WINA: Wo sehen Sie die georgische Gemeinde innerhalb der jüdischen Gemeinde? Dezoni „Jony“ Dawaraschwili: Für mich sind die georgische und die jüdische Gemeinde ein- und dasselbe. Wir sind Teil der großen jüdischen Familie. Wir tragen mit allen Vor- und Nachteilen zu ihr bei. Wir verstehen uns alle als gleichberechtigt, voll integriert und möchten in der Zukunft wie schon in der Vergangenheit in dieser Einheitsgemeinde weiter unsere positive Energie einbringen.

Wie groß ist die georgisch-jüdische Community heute, und wie hat sie sich seit der Ankunft der ersten georgischen Juden in Wien in den 1970er-Jahren entwickelt?
I Es gibt derzeit ungefähr 150 Familien, das sind 500 bis 600 Personen. Es gab auch schon einmal mehr georgische Juden in Wien; das hatte aber auch damit zu tun, dass Wien eine Zeitlang Drehscheibe für Geschäft in Osteuropa war, das hat sich dann aber wieder in die einzelnen Länder selbst verlagert. Da sind Menschen nur aus beruflichen Gründen nach Wien gekommen, dann nach ein paar Jahren aber wieder weitergezogen. Jene, die heute noch da sind, haben auch ihren Lebensmittelpunkt in Wien.
Wir sind eine florierende Gemeinde. Zum Gebet sind immer 60, 70 Leute in unserer Synagoge. Zur Frage, ob man etwas besser machen kann, kann ich nur sagen, dass es immer Bedarf gibt zu reflektieren und wir ständig bemüht sind, unsere Arbeit für die Community als auch in der IKG besser zu gestalten.
Was für mich wichtig ist: Selbstverständlich achte ich darauf, dass Georgische sowohl in meiner Familie als auch in der Synagoge zu erhalten. Wichtiger ist aber für mich, dass wir Juden sind. Und noch wichtiger ist, dass wir Wiener Juden sind! Das ist allem anderen voranzustellen. Wie der Aschkenase, der Orthodoxe der Buchare, der Kavkase, der Georgier etc. sein Gebet abhält oder sein Essen genießt, ist jedem selbst überlassen. Das Gemeinsame war und ist das Judentum mit all seinen Facetten.

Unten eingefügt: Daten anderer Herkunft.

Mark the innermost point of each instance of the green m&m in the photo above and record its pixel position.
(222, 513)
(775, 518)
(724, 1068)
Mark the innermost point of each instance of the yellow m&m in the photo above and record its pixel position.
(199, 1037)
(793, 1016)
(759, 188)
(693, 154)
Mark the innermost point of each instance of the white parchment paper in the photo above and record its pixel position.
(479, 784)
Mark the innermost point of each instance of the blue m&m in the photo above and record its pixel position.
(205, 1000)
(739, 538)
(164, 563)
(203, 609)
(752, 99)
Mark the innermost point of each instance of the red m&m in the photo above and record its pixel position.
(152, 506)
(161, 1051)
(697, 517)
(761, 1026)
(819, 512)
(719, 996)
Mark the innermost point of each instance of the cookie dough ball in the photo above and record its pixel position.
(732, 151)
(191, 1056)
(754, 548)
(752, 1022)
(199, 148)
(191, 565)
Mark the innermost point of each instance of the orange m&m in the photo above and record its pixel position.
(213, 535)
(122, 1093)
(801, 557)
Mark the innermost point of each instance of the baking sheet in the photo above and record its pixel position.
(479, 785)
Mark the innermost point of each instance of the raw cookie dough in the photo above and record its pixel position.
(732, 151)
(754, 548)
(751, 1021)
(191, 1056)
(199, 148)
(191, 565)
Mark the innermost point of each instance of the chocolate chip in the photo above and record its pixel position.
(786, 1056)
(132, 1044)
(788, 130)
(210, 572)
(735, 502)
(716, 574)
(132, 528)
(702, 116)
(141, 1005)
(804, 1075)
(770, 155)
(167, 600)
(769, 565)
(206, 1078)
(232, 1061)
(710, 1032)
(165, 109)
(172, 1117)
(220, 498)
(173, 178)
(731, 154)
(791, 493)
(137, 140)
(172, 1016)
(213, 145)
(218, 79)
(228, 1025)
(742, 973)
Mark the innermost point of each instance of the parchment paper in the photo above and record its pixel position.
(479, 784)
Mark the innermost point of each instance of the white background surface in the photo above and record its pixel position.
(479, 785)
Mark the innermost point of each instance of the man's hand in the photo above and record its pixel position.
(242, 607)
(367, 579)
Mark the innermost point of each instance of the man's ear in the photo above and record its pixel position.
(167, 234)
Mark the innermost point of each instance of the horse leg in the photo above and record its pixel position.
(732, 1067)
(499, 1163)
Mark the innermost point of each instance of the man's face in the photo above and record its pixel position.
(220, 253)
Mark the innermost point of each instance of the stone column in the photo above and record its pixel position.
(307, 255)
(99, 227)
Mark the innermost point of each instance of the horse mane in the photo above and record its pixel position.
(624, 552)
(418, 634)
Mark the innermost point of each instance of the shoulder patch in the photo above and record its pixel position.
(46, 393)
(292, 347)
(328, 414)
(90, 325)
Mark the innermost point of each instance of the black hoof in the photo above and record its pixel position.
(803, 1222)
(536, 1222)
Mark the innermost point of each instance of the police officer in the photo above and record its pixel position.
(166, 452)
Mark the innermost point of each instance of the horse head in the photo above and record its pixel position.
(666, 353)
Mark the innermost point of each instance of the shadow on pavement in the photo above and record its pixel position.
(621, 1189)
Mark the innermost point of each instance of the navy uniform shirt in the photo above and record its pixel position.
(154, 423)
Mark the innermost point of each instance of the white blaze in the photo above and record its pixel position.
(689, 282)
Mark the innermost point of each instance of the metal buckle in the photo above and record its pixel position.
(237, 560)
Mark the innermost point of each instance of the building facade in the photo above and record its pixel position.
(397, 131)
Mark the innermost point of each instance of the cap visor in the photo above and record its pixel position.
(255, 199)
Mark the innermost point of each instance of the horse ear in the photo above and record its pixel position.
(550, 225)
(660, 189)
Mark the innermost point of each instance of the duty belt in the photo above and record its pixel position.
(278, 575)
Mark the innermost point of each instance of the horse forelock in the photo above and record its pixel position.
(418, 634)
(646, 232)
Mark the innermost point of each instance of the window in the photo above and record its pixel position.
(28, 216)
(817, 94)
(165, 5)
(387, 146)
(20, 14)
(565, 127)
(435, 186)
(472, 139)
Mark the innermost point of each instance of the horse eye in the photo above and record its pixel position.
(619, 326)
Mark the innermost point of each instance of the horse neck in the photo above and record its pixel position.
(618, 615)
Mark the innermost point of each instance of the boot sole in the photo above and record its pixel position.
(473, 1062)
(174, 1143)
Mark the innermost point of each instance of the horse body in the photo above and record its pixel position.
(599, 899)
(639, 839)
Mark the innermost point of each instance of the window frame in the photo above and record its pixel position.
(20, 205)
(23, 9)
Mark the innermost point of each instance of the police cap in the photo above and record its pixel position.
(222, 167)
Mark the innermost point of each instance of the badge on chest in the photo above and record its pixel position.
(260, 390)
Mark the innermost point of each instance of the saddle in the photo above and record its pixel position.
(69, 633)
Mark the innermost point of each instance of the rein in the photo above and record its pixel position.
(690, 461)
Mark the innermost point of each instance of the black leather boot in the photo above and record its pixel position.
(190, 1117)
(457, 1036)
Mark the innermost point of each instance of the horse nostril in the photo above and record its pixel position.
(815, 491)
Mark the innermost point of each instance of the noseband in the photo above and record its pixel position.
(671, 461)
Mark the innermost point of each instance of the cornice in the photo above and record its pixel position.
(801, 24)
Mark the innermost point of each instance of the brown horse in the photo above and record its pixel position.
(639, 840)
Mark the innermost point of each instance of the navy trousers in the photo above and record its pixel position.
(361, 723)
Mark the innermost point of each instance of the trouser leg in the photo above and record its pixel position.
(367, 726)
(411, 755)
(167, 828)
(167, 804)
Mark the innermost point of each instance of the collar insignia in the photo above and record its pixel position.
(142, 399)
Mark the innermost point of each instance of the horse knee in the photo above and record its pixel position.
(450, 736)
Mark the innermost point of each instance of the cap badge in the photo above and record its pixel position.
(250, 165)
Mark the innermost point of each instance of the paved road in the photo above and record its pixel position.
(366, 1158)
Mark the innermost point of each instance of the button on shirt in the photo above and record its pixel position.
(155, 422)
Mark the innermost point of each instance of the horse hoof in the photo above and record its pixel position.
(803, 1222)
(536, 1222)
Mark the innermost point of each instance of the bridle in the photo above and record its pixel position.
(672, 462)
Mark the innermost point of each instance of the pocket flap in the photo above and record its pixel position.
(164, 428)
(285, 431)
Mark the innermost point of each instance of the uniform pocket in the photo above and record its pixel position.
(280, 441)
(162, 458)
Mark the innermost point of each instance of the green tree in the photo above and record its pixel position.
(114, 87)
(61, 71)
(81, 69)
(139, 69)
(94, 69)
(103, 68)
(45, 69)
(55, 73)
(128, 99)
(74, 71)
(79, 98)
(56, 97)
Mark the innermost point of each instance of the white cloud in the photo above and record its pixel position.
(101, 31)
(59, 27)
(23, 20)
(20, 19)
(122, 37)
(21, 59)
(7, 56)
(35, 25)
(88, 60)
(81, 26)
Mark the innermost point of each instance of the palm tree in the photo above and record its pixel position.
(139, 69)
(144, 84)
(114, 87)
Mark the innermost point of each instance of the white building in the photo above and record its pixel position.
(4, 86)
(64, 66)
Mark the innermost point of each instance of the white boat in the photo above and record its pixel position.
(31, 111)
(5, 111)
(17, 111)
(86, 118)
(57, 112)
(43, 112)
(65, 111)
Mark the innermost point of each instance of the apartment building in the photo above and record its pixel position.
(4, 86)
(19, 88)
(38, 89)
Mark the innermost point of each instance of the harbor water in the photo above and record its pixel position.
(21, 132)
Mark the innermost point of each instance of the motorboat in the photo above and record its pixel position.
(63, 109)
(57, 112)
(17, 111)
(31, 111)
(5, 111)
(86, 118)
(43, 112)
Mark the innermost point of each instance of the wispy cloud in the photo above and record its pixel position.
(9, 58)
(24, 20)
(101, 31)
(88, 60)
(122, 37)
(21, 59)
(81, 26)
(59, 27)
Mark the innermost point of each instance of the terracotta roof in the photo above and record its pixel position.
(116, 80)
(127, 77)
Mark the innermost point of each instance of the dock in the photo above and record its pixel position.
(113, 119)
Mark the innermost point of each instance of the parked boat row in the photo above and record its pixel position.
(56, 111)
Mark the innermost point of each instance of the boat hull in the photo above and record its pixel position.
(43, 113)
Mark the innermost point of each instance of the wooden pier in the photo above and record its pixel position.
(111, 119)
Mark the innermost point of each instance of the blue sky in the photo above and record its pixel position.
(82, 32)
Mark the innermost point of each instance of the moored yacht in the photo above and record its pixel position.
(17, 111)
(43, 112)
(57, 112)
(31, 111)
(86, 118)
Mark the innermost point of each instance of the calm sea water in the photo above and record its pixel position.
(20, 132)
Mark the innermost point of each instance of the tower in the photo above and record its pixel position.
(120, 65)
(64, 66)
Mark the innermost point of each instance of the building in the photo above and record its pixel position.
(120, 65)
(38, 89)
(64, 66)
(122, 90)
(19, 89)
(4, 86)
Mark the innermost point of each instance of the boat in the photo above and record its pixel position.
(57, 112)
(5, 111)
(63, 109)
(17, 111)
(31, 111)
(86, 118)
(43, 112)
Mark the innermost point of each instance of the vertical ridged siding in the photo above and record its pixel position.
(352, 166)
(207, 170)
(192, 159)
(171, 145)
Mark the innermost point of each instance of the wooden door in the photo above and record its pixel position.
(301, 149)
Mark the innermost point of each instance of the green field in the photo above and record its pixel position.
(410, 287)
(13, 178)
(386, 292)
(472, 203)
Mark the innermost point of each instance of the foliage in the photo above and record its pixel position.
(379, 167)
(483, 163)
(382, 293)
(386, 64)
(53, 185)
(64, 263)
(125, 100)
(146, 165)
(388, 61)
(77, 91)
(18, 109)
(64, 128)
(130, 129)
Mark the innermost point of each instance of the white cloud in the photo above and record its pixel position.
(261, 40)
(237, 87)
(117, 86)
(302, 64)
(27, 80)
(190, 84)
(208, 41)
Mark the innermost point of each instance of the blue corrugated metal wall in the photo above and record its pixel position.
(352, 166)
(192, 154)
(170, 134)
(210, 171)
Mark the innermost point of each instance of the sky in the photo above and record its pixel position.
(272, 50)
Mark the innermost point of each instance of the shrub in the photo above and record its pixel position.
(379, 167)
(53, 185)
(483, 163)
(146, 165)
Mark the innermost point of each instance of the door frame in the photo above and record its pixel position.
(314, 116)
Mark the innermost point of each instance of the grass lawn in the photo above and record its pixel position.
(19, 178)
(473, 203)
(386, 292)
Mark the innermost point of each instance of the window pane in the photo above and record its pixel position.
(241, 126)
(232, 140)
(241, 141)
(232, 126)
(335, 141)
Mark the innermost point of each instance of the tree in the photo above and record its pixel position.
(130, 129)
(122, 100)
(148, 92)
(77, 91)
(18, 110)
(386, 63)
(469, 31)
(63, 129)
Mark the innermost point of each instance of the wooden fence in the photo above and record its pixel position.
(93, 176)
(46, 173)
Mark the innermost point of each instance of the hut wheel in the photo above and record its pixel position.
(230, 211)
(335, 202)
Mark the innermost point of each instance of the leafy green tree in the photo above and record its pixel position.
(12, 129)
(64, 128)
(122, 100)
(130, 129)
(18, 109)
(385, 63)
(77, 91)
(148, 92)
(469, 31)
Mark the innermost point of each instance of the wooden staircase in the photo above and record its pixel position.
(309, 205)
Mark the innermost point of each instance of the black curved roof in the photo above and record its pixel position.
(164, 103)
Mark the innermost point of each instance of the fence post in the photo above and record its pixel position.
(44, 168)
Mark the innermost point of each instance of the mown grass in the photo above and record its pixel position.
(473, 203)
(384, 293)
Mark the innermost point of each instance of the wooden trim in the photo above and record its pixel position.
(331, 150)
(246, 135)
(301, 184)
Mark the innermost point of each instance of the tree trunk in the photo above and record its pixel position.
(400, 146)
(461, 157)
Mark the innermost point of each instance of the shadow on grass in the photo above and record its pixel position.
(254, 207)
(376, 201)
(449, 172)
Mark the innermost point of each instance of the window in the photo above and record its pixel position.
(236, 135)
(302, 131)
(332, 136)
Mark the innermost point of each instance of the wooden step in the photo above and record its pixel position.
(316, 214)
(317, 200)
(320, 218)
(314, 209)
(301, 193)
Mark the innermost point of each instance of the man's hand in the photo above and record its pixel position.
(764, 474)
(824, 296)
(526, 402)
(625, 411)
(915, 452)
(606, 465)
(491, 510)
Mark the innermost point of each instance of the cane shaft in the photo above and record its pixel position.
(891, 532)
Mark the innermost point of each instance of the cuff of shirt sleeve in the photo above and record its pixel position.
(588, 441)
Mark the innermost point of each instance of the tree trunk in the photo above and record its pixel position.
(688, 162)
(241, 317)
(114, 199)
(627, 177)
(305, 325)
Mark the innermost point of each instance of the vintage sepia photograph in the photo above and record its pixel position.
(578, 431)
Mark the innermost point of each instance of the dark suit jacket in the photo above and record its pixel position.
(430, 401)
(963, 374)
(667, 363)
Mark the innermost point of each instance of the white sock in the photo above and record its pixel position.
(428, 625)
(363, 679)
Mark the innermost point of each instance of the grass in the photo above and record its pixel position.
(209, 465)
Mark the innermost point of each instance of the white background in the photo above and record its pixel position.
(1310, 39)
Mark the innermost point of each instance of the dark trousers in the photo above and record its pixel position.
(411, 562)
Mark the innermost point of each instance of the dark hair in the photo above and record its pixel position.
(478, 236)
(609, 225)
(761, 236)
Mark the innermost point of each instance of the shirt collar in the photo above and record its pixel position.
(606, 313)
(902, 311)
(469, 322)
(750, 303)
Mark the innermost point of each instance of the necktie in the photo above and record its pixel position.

Werte, Traditionen, Haltungen: Was aus der alten Heimat Georgien wird bis heute in der Community gepflegt und hochgehalten?
I Georgische Juden gibt es seit über 2.600 Jahren. Wir haben in Georgien nie Repressalien oder Verfolgung erlebt. Wir waren Bürger wie alle anderen auch. Es gab das nicht, dass man vorbeiging und sagte, man kann unterscheiden zwischen Juden und Georgiern. Zu Hause hat dann jeder seine Religion oder Weltanschauung gelebt. Natürlich, der Kommunismus hat überall in Osteuropa sein Unwesen getrieben. Nichtsdestotrotz konnten wir, zwar ein bisschen versteckt, aber doch, unsere Religion leben und vor allem das Judentum nicht verlieren. Anders als in anderen Teilen der früheren Sowjetunion war es in Georgien auch immer möglich, Brit Mila zu machen. Das war ein Luxus, den es zum Beispiel in Russland nicht gab.
Georgien ist bis heute für uns kulturell wichtig. Was wir nicht sind, ist eine Reformgemeinde. Wir sehen uns als orthodoxe Gemeinde, inwieweit jeder Einzelne sein Judentum lebt, ist jedem selbst überlassen. In allen Familien werden die Traditionen gepflegt, wie, zum Beispiel, die Feiertage zu begehen. Wir haben außerdem einen sehr starken Familienzusammenhalt. Das ist etwas sehr Typisches in unserer Gemeinde und mir auch persönlich wichtig. Was ich aber zum Beispiel nicht gemacht habe: meinen Kindern Georgisch beigebracht. Mir war es wichtiger, dass sie Hebräisch können – viele andere Familien halten es ebenso.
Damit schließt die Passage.